A data breach on Gmail, Yahoo Mail and Hotmail has exposed usernames and passwords for millions of users. Some 273.3 million accounts have fallen victim to the data breach, and security expert Alex Holden of Hold Security is encouraging everyone to change their passwords immediately.
All told, the data breach contains 57 million accounts for the Russian email provider Mail.ru, along with 40 million Yahoo Mail credentials, 33 million Hotmail accounts and 24 million Gmail accounts. In addition, the breach reportedly contains hundreds of thousands of German and Chinese email addresses as well as thousands of username / password combos that appear to belong to employees from US banking, manufacturing and retail companies, Android Central reports.
The data breach on Gmail, Yahoo Mail and Hotmail was noticed after Hold Security apparently came upon the data directly from the hacker, who was selling the items for the low sum of less than $1. Holden instead told the hacker that he would post “favorable comments” about him in various hacker forums; that was enough to get the hacker to turn the data over.
“This information is potent. It is floating around in the underground and this person has shown he’s willing to give the data away to people who are nice to him,” identified Holden.
In this regard, when Microsoft was contacted, the company’s spokesperson stated that:
“Unfortunately, there are places on the internet where leaked and stolen credentials are posted, and when we come across these or someone sends them to us, we act to protect customers.”
It was also clarified by Microsoft’s representative that the software giant has implemented exceptional security measures and is looking into the matter.
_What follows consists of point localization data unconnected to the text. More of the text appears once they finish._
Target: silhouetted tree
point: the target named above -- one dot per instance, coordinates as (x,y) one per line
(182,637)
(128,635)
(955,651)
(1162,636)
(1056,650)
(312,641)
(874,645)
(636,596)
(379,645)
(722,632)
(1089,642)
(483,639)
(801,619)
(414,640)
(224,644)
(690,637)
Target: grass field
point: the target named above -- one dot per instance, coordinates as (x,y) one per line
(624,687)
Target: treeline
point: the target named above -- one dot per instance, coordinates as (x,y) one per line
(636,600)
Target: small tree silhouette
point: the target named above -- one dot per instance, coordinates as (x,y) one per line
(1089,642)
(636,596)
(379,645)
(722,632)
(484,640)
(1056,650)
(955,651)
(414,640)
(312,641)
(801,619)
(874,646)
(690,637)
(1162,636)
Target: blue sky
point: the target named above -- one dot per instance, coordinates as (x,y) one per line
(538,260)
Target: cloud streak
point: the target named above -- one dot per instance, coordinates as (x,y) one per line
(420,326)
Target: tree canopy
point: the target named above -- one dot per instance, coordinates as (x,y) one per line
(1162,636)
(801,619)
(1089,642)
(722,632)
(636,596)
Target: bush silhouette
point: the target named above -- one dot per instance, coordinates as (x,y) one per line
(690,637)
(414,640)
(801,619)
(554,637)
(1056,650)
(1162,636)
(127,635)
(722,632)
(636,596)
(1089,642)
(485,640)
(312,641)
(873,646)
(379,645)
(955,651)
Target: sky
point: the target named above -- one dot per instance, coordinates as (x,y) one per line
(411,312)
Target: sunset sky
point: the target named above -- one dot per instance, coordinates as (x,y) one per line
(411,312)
“Microsoft has security measures in place to detect account compromise and requires additional information to verify the account owner and help them regain sole access to their account.”
About ten days ago, Hold Security started informing the companies affected of the data breach; the company’s policy is to return stolen data to the companies affected. It’s worth noting that while tens of millions of Gmail, Yahoo and Hotmail accounts were affected, the total percentage of accounts compromised compared to the total in circulation is relatively small, the Tech Portal reported.
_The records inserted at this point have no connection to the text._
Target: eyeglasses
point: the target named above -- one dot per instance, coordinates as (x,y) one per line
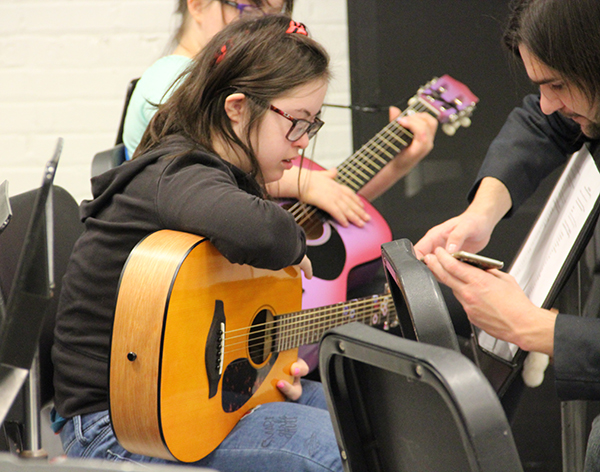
(299,127)
(245,10)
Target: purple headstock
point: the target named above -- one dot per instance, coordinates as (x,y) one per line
(449,100)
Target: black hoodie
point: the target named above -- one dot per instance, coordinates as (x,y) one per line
(176,186)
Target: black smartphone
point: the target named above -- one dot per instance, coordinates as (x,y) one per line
(476,260)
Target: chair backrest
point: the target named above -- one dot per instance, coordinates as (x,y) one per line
(128,93)
(400,405)
(5,210)
(106,160)
(115,156)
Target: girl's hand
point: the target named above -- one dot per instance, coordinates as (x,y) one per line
(321,190)
(306,267)
(293,391)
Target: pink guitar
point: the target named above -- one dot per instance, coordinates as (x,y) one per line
(341,256)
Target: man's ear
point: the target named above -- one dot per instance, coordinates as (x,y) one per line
(235,107)
(196,9)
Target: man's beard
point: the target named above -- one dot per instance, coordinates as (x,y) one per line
(592,130)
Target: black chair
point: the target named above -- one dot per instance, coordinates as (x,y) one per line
(400,405)
(115,156)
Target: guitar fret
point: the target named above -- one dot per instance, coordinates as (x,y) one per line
(307,326)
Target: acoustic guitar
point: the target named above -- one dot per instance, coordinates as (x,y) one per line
(198,341)
(335,251)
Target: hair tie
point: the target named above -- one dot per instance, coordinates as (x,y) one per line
(296,27)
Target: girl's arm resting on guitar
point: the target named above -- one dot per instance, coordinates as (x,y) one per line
(423,126)
(293,391)
(318,188)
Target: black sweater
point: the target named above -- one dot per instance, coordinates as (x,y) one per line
(177,187)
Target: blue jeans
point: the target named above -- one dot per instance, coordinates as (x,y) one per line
(290,436)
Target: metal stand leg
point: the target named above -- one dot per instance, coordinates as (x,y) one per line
(573,413)
(574,437)
(32,440)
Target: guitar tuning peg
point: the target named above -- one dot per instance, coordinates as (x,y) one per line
(449,128)
(465,121)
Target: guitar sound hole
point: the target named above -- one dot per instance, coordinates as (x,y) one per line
(260,343)
(311,224)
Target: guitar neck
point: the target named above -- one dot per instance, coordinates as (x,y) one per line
(364,164)
(307,326)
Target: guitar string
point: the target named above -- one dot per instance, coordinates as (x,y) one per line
(373,302)
(291,324)
(291,327)
(303,212)
(231,348)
While the data breach on Gmail, Yahoo Mail and Hotmail has exposed usernames and passwords, Google recently announced that more than one billion people are using Gmail, for example. But given people’s propensity to reuse passwords, this breach could have wider-reaching effects. Either way, better safe than sorry — if you haven’t changed your password recently, now is as good a time as any. Also, turn on two-factor authentication.
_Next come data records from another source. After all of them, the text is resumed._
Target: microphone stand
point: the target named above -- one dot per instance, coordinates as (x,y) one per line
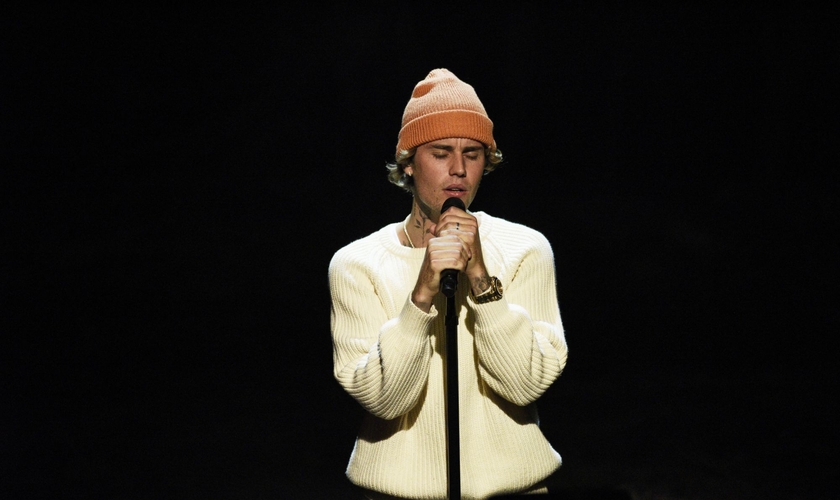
(453,452)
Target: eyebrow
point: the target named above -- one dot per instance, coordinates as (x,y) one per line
(467,149)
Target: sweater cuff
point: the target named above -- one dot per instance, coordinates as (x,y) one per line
(489,311)
(412,318)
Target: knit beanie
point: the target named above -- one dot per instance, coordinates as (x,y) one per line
(443,106)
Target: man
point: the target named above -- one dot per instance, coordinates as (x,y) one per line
(388,329)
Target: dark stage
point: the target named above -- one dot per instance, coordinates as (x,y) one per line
(175,182)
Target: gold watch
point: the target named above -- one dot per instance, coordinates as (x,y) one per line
(491,294)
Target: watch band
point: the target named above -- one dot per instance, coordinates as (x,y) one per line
(492,294)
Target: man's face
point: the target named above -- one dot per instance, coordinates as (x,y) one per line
(446,168)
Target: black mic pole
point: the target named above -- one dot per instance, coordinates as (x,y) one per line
(448,286)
According to a number of reports, experts are now suggesting that many of the details are actually from previous data breaches and could have been cobbled together to form this new super list. What does this mean? Well, even less reason to be worried. But, still reason to change your password.
There have been no official details released from any of the big names involved. And no one is really certain whether it’s users from specific countries that are at risk or not.
Mashable said that the data breach on Gmail, Yahoo Mail and Hotmail is serious that 24 million are affected at Gmail, but with 1 billion people using that service, not everyone was affected. Hackers know users cling to favorite passwords and that’s why attackers find it useful to use old passwords on other accounts made by the same user.